Meacher rejects the official explanation that the successive US wars in Afghanistan and Iraq represented Washington’s response to the attacks on the Pentagon and New York City’s Twin Towers, declaring, “The truth may be a great deal murkier.”
He begins by citing a document issued in 2000 by the right-wing Washington think tank, the Project for a New American Century (PNAC), an outfit that served as the Republican administration’s national security establishment-in-waiting until its ideas could be implemented following the installation of Bush as president in 2001.
Entitled, “Rebuilding America’s Defenses,” the central plans of this document were incorporated directly into Bush’s “National Security Strategy of the United States” issued in September 2001, which advanced the strategy of “preventive war.”
Describing the document as a “blueprint for the creation of a global Pax Americana,” Meacher writes: “The plan shows Bush’s cabinet intended to take military control of the Gulf region whether or not Saddam Hussein was in power.
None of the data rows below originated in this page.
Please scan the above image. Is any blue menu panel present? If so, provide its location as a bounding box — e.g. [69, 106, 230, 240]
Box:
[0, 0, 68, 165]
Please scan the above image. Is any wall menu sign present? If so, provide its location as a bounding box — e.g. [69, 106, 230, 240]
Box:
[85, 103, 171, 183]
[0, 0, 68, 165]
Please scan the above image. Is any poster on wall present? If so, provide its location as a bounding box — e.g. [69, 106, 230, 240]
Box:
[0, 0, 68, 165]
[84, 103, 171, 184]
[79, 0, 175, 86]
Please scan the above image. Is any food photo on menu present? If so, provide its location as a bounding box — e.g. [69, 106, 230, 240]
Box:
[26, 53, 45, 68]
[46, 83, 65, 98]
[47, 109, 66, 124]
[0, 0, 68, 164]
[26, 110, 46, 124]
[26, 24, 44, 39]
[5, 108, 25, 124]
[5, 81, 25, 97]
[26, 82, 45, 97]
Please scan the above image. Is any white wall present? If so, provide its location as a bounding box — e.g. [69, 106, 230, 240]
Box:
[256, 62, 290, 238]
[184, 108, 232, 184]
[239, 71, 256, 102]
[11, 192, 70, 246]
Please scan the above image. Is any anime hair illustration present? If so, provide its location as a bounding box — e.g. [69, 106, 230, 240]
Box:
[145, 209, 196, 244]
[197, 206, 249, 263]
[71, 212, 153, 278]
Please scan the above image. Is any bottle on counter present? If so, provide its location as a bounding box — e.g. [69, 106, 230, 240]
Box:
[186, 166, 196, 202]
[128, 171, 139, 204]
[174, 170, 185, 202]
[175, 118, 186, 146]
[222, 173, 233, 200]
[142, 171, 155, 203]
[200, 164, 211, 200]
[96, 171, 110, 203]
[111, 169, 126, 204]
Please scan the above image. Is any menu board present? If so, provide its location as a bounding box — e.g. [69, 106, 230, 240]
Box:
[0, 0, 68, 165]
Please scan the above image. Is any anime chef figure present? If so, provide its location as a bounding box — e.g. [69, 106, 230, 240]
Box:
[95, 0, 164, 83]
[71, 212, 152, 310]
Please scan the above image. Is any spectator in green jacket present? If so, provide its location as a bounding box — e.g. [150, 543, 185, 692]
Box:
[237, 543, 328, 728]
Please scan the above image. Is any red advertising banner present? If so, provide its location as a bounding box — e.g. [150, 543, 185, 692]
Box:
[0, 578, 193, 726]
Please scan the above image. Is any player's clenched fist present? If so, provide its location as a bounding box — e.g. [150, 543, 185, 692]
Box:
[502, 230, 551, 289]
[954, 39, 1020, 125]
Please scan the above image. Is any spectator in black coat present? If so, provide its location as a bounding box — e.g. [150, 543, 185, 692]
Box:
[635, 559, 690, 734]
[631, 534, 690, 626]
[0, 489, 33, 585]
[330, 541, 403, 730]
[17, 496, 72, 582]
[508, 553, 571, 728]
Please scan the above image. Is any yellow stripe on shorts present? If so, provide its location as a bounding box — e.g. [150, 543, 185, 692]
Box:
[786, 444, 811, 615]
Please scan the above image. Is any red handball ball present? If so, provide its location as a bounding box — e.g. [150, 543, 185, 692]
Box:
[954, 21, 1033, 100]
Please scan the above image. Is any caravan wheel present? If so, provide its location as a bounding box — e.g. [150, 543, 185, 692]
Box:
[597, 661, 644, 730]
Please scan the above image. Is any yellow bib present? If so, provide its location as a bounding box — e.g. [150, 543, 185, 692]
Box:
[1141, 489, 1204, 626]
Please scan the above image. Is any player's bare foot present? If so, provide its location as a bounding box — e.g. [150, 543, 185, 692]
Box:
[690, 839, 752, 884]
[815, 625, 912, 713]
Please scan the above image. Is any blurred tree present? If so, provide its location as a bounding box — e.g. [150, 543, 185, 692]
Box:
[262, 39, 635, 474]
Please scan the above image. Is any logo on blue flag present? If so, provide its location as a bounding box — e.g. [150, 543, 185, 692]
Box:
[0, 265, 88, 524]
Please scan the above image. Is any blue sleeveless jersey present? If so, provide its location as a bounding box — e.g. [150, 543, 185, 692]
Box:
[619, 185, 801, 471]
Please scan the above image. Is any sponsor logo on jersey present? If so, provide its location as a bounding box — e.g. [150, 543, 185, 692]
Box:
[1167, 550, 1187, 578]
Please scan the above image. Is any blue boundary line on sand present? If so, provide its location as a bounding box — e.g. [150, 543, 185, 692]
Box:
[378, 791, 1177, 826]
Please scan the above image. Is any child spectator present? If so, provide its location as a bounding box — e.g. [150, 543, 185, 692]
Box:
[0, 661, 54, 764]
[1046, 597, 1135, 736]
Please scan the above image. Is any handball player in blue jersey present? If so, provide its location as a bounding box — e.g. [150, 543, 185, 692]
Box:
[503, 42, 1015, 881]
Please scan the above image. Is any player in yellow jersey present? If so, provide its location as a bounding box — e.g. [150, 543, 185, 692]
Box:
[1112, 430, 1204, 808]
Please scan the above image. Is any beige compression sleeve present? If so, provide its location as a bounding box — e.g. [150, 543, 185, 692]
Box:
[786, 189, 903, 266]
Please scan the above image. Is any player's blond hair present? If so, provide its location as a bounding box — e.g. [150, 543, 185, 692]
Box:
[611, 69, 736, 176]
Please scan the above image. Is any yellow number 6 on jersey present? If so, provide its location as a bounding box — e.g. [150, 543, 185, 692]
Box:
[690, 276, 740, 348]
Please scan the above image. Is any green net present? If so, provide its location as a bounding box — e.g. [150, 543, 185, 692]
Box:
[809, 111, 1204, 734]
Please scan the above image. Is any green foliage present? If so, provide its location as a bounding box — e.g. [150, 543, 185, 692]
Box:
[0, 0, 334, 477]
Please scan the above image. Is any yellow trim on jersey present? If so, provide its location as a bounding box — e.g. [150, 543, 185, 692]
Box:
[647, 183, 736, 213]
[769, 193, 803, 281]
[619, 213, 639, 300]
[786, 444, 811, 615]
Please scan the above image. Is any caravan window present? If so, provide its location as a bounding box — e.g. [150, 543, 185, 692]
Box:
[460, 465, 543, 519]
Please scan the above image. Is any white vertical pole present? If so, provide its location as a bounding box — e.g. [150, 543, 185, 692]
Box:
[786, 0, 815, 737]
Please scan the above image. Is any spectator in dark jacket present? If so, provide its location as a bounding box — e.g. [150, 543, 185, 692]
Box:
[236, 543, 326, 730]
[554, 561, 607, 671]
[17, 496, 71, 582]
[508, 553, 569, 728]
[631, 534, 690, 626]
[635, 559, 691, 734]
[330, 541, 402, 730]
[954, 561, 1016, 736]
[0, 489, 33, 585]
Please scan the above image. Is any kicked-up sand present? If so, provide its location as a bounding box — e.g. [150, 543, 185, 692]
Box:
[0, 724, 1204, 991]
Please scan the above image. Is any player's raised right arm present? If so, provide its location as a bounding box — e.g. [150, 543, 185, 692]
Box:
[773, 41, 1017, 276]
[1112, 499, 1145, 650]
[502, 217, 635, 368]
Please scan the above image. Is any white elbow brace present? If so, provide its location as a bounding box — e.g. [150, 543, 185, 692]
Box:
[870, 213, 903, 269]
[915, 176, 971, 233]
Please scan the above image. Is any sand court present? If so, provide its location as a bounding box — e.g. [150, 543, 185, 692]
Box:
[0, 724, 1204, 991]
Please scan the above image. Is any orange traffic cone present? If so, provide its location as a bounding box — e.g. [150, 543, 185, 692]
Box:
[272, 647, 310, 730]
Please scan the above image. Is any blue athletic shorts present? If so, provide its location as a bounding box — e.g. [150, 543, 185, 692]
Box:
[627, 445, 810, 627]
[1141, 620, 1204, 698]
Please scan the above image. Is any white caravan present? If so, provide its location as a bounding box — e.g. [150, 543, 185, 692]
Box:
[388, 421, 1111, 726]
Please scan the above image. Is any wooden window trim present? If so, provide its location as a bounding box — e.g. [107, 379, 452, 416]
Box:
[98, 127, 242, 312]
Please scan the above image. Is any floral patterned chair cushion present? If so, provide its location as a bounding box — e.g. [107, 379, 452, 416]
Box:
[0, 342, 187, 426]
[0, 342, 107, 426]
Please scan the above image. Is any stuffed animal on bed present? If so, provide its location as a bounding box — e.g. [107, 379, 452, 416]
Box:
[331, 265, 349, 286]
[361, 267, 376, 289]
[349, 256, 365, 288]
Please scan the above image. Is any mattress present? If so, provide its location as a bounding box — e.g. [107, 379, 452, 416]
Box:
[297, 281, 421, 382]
It says ‘while the unresolved conflict with Iraq provides justification, the need for a substantial American force presence in the Gulf transcends the issue of the regime of Saddam Hussein.”
The document, he notes, includes the warning that it would be difficult to win public support for a military campaign to transform the US into “tomorrow’s dominant force” without “some catastrophic and catalyzing event—like a new Pearl Harbor.” With September 11, the administration had just such an event: “The 9/11 attacks allowed the US to press the ‘go’ button for a strategy in accordance with the PNAC agenda which it would otherwise have been politically impossible to implement.”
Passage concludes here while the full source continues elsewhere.